Canary Talk – Does calibration frequency determine incident liability?

Canary Talk

Does calibration frequency determine incident liability?

The building code requires exhaust gas detectors in vehicle storage and repair facilities not for safety or health protection of the occupants as you would expect. Parking garages built in the sixties has ventilation system that run continuously 24/7 until the energy crisis of the seventies when basic gas detection was specified to control ventilation system in order to reduce operating costs specially in heated parkades.

The competitive bidding process of the construction industry meant that the least expensive sensor that just meet the minimum building code specifications won the contract. The frequent recalibration up to 4 times a year worked very well financially for calibration/service providers like us. As a result nobody wanted to change the status quo even after regular gas incidents except us.

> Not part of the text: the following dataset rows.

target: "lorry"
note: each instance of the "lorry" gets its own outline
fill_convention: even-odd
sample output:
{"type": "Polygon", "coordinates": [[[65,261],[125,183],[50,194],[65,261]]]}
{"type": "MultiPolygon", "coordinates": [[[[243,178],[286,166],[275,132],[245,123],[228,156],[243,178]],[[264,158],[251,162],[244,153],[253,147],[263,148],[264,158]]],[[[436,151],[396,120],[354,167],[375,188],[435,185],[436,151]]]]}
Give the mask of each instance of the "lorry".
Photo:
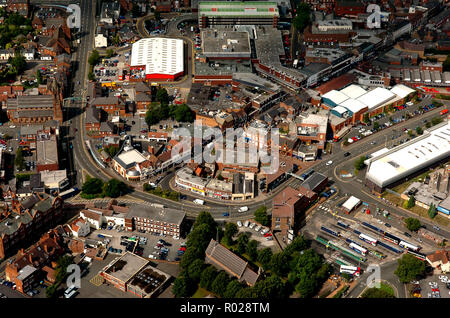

While we research and introduce a better sensor to improve air quality in parkades, our competitors were working hard to justify a high frequency of calibration for all types of sensors to increase service revenue.

The truth is there is no law to force you to have a certain calibration frequency. Technology move so fast and regulations are so slow that it would not make sense for regulators. You must rely on companies like us to provide you with the field data from thousand of sensor calibration to determine ideal calibration frequency.

You are legally responsible to make sure that any workers working in your facility are not exposed to any chemicals including hazardous gases under the provincial occupational health and safety Act. When an incident happens in a building occupational health and safety deal with the workers and the fire department deals with the public. Each province, state or even individual city in North America can set up its own rules about hazardous materials in buildings. We have found that California cities have the best regulations.

Eliminating incidents by choosing the most effective exhaust gas monitoring system is the best policy. Communicating urgently with the affected people in the area through loud audible and visual alarm is critical to avoid serious incidents.

My personal involvement with a dozen incidents over the last 30 years has help me determined the steps to eliminate gas related incidents to near zero. Increasing calibration frequency in most cases provide an expensive false sense of security.